Thomas Hardy: The Woodlanders

32. CHAPTER XXXII. (continued)

At this time of the morning Mrs. Charmond looked her full age and more. She might almost have been taken for the typical femme de trente ans, though she was really not more than seven or eight and twenty. There being no fire in the room, she came in with a shawl thrown loosely round her shoulders, and obviously without the least suspicion that Melbury had called upon any other errand than timber. Felice was, indeed, the only woman in the parish who had not heard the rumor of her own weaknesses; she was at this moment living in a fool's paradise in respect of that rumor, though not in respect of the weaknesses themselves, which, if the truth be told, caused her grave misgivings.

"Do sit down, Mr. Melbury. You have felled all the trees that were to be purchased by you this season, except the oaks, I believe."

"Yes," said Melbury.

"How very nice! It must be so charming to work in the woods just now!"

She was too careless to affect an interest in an extraneous person's affairs so consummately as to deceive in the manner of the perfect social machine. Hence her words "very nice," "so charming," were uttered with a perfunctoriness that made them sound absurdly unreal.
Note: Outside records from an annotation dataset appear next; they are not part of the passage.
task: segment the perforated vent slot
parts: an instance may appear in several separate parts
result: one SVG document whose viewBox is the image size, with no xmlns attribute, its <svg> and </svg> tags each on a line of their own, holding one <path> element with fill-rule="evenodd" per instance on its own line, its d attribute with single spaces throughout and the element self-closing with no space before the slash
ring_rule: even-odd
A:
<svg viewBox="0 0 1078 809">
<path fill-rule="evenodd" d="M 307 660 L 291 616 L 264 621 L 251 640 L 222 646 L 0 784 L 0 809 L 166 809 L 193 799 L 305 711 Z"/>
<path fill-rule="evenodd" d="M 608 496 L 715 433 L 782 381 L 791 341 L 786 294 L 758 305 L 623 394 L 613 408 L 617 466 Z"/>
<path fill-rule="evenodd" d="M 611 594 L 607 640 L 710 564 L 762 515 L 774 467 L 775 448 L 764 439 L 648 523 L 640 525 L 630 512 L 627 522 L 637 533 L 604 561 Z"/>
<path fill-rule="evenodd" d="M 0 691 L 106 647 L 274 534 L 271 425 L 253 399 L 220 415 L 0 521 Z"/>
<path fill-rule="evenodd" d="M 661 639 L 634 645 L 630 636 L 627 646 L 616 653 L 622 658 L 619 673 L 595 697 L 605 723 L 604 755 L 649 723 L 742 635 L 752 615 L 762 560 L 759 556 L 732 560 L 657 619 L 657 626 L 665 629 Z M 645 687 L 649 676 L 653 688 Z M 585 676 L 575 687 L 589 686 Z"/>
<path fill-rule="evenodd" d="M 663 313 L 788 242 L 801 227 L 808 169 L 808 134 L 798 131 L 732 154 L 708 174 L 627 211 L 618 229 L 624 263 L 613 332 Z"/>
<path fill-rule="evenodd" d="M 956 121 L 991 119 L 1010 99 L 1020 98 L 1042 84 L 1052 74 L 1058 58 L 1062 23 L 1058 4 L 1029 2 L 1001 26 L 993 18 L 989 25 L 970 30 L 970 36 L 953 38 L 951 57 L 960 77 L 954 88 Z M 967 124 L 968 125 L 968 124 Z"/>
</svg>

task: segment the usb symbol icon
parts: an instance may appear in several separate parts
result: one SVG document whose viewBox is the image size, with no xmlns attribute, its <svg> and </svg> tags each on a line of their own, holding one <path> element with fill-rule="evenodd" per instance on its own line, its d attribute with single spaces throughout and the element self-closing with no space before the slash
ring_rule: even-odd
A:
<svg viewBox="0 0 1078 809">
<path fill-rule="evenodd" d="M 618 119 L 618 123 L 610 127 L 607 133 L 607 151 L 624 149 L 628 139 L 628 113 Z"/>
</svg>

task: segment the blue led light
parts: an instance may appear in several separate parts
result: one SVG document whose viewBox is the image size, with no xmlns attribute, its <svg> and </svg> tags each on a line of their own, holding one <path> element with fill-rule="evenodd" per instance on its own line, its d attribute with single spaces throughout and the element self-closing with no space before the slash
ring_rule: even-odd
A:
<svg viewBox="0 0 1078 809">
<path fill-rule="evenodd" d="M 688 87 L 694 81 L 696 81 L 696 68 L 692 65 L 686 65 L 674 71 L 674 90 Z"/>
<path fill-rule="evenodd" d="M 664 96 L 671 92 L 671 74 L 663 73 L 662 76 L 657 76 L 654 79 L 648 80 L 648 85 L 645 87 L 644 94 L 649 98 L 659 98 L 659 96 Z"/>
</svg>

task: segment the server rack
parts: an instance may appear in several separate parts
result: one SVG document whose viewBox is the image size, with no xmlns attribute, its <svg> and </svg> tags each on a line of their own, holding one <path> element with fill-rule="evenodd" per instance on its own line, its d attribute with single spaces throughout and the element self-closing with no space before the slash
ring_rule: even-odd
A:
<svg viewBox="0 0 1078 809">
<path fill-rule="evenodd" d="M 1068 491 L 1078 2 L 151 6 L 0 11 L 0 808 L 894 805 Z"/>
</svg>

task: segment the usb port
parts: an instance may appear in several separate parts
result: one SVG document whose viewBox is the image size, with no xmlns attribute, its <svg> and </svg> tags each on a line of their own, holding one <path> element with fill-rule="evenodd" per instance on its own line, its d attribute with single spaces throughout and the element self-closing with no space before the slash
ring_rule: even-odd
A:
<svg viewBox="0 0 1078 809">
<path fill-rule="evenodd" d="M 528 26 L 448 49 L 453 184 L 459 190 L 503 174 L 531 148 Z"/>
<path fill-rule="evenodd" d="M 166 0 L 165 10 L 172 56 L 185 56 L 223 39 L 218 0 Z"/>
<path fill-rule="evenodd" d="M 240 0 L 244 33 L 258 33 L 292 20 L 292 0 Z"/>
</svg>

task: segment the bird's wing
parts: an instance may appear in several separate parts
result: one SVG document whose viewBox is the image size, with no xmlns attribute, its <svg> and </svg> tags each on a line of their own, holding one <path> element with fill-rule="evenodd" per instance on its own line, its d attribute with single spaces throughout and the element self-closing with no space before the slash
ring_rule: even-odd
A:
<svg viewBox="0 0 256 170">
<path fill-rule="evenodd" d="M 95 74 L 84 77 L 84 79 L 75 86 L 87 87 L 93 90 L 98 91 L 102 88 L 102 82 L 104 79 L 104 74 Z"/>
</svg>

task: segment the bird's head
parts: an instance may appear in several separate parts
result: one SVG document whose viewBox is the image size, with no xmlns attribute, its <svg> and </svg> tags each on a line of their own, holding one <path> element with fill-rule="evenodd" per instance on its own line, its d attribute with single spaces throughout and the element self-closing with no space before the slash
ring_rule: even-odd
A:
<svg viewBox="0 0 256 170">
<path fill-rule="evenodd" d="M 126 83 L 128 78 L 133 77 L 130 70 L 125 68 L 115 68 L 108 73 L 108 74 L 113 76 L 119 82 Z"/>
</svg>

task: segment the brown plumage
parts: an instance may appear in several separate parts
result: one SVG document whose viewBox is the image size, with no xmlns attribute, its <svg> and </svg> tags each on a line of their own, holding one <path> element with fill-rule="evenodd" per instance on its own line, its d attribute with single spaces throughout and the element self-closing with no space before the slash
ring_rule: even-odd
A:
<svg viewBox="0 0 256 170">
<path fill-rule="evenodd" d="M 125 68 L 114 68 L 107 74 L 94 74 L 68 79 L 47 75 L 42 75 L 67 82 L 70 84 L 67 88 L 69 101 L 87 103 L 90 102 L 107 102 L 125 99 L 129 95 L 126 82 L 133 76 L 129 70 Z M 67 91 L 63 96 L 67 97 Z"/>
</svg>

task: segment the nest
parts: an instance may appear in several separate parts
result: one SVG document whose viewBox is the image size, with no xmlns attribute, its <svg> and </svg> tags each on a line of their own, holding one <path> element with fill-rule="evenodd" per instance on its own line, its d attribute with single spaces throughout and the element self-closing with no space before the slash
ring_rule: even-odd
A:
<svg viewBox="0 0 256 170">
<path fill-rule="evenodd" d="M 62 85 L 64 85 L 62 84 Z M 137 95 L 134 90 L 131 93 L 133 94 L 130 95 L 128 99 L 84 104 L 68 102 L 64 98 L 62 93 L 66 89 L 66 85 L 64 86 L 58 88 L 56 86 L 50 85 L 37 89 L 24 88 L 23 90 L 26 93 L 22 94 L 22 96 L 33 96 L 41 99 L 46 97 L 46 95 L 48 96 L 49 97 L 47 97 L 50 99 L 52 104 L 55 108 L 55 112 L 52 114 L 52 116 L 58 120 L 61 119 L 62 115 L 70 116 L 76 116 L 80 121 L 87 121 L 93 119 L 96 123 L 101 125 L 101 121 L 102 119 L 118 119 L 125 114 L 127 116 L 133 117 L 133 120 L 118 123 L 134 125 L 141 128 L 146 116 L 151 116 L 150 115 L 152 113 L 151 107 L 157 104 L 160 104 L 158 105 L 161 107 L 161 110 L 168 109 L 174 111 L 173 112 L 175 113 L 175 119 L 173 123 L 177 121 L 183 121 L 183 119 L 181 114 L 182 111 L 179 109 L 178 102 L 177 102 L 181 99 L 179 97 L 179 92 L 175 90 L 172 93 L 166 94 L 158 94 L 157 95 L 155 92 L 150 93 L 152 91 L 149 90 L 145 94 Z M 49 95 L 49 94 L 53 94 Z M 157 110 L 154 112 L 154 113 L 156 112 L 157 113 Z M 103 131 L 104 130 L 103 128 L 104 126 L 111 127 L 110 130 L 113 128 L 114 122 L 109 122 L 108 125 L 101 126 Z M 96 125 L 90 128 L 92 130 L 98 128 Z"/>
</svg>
"Yes, yes," said Melbury, in a reverie. He did not take a chair, and she also remained standing. Resting upon his stick, he began: "Mrs. Charmond, I have called upon a more serious matter--at least to me--than tree-throwing. And whatever mistakes I make in my manner of speaking upon it to you, madam, do me the justice to set 'em down to my want of practice, and not to my want of care."

Mrs. Charmond looked ill at ease. She might have begun to guess his meaning; but apart from that, she had such dread of contact with anything painful, harsh, or even earnest, that his preliminaries alone were enough to distress her. "Yes, what is it?" she said.